Eurogamer has decided to drop review scores and revamp its policies regarding assessing games strictly from the user’s perspective.
Instead of continuing to use an “out of 10” review score system, Eurogamer has instead decided to sum up reviews by marking a game as essential to play, recommended to readers, or a game to avoid, supplemented by a very short summation. In its statement published today Eurogamer also declared it will no longer review games with substantial online components using anything other than retail versions of the software, i.e. once the game has been released. This decision also means that the outlet will no longer be listed on Metacritic, the review aggregate site that looms large in its influence on the video game industry.
Eurogamer’s change in policy reflects a video game culture in which criticism of video games outside of a “buy or do not buy” lens is gaining popularity. “In the present environment, scores are struggling to encompass the issues that are most important to you,” reads Eurogamer’s statement. “How should we score an excellent game with severe networking issues? A flawlessly polished game with a hackneyed design? A brilliantly tuned multiplayer experience with dreadful storytelling? If you expect the score to encompass every aspect of a game, the task becomes an exercise in futility.”
Video game review scores are also a symbol of the usual timing behind publishing game reviews. Scores are generally regarded as consumer advice, and the need for consumer advice arguably begins as soon as a game is available for purchase. Therefore, reviews have historically been published the day a game is released.
When games increasingly have online components, however, the efficacy of this practice is questionable at best. Very often video game journalism outlets review games under specialized online conditions that offer maximum stability, but which do not represent the audience experience in any way, shape, or form.
“It has been our policy for a while that we only review games that require an Internet connection—games such as Destiny—after launch,” reads Eurogamer’s statement. “We’re now extending this policy to cover all predominantly online games. What we mean by that is games where we believe online play is of critical importance to the majority of players. (So, Call of Duty would qualify, but Assassin’s Creed probably wouldn’t.) We’re doing this because we don’t think it’s possible to properly test networking technology or assess long-term multiplayer game design without a full player population.”
While the value of review scores, and the value of publishing reviews the day of release in order to arm readers with consumer advice, are contentious issues within video game culture, there is more agreement on the unhealthy way video game publishers approach review aggregation site Metacritic. And Metacritic is fed by review scores.
The story of Obsidian Entertainment and Fallout: New Vegas, released in 2010, is the most popular example of how video game publishers misuse Metacritic. Obsidian Entertainment was not given a bonus for its work on Fallout: New Vegas owing to lack of a single point in the game’s Metascore. More recently, it was reported that developer Bungie may have been denied a bonus also owing to low Metascores for Destiny.
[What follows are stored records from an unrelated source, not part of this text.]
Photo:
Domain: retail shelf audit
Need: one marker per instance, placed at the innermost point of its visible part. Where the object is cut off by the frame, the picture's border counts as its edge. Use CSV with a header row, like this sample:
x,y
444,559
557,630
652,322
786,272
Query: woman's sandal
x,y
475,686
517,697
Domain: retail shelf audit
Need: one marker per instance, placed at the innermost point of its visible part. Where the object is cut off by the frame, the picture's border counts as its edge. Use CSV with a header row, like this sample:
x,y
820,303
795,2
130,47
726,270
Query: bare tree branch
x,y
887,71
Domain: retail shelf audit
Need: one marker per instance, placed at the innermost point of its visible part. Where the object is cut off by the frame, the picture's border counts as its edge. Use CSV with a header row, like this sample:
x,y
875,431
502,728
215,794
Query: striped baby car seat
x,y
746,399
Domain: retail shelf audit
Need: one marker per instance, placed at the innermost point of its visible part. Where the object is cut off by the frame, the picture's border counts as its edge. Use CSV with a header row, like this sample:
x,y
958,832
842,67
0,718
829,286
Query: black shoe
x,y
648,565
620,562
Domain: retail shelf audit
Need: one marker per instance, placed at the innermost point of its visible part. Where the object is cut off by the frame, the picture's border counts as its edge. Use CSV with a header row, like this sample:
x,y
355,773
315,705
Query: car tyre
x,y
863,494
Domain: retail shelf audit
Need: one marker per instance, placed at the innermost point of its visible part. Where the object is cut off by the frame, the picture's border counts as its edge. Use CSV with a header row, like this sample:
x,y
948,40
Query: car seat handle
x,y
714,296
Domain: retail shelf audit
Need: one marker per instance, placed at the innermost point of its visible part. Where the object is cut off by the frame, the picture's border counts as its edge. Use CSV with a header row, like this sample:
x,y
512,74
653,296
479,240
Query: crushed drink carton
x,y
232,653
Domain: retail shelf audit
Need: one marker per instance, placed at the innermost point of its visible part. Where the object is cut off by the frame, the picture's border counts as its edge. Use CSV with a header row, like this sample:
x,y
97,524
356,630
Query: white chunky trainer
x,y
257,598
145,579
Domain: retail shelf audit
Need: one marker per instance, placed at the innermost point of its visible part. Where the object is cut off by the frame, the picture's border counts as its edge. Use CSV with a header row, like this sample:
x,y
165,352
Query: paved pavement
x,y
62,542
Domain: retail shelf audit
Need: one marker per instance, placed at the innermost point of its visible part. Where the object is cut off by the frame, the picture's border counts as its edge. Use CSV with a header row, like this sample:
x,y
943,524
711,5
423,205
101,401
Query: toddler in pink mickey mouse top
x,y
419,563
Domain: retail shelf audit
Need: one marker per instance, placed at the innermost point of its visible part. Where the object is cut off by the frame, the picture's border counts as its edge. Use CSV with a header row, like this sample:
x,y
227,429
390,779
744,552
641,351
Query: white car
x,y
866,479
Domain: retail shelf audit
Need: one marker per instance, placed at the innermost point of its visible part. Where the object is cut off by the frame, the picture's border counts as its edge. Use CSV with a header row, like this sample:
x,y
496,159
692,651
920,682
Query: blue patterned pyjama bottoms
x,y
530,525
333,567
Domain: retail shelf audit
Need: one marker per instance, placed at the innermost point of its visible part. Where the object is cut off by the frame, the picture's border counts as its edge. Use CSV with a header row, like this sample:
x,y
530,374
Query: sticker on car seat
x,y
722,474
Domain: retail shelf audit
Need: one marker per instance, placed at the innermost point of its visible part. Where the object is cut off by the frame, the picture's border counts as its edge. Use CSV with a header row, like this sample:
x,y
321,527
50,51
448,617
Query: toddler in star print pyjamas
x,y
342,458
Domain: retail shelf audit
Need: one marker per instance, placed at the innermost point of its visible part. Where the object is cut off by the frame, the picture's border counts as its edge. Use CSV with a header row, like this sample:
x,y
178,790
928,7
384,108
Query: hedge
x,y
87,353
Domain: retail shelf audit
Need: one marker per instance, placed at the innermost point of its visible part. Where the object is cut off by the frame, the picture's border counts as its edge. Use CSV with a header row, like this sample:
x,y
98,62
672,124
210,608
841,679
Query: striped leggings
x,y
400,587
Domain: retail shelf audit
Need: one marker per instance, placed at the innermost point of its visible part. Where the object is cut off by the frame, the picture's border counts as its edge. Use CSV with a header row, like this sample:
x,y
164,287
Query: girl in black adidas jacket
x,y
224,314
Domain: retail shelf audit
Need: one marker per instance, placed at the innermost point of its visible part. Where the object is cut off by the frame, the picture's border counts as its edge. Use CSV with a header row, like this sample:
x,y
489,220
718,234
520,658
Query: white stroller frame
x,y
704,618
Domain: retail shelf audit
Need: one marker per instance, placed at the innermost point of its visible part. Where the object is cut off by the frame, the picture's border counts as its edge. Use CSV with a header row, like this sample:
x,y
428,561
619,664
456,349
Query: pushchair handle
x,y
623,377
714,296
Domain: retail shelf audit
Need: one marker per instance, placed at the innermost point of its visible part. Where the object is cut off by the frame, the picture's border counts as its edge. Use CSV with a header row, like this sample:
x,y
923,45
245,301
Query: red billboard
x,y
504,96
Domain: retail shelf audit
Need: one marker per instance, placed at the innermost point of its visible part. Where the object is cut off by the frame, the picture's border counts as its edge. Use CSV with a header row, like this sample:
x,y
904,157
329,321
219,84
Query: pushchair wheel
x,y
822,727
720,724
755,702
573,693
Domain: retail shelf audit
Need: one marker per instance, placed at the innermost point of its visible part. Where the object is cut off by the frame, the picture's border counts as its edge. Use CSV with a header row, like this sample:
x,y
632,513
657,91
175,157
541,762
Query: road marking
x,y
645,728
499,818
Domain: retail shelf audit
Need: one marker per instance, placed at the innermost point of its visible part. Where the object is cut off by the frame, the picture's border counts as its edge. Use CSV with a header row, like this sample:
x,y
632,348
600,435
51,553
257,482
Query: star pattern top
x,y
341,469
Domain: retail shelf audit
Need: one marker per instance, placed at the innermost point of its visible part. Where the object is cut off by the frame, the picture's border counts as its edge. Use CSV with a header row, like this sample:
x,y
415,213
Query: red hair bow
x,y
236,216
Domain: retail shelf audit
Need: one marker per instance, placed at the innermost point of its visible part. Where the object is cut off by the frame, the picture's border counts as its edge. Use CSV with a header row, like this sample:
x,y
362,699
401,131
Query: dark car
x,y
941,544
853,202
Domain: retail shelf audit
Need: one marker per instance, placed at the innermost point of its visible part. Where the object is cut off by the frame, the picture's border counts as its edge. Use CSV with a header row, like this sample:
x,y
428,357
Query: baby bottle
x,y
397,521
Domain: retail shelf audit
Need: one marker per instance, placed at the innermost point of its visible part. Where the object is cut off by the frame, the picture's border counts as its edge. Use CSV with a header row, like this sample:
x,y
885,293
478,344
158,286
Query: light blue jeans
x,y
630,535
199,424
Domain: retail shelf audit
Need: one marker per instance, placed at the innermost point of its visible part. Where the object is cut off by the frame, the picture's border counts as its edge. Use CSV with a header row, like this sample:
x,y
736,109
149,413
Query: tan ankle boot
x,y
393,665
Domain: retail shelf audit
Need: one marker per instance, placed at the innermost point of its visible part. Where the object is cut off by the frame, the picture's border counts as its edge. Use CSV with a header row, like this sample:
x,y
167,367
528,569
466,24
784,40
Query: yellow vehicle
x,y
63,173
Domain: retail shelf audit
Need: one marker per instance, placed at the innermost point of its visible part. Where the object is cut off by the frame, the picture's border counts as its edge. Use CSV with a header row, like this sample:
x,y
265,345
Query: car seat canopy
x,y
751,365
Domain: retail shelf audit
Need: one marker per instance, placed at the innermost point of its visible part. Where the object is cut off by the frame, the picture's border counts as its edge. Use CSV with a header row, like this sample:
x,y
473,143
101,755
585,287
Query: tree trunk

The argument is problematic because the system by which Metacritic calculates Metascores is proprietary. Different outlets’ scores are weighted more or less heavily when calculating a Metascore, but the precise weighting formula is unknown. The lack of transparency has inspired studies to unravel how the site functions, and sparks panels at the Game Developers Conference held annually in San Francisco.
“Over the years, we’ve come to believe that the influence of Metacritic on the games industry is not a healthy one (and we’re not alone in this opinion in the industry, either),” reads Eurogamer’s statement. “This is not the fault of Metacritic itself or the people who made it, who just set out to create a useful resource for readers. It’s a problem caused by the over-importance attached to Metascores by certain sectors of the games business and audience—Metascores which are, let’s remember, averages of dozens of numerical values, ascribed more or less arbitrarily, in different systems, by a wide range of reviewers expressing a wide range of opinions.”
Joystiq dropped review scores and declared its intention to review games with online components only after release, shortly before the outlet was shut down by parent company AOL.
Kotaku has eschewed scores for years, and in 2012 elected to employ a streamlined summary system, that sounds similar to what Eurogamer put in place today. Kotaku also tends to wait until online games have already spent substantial amounts of time “in the wild” before issuing its definitive review for the game.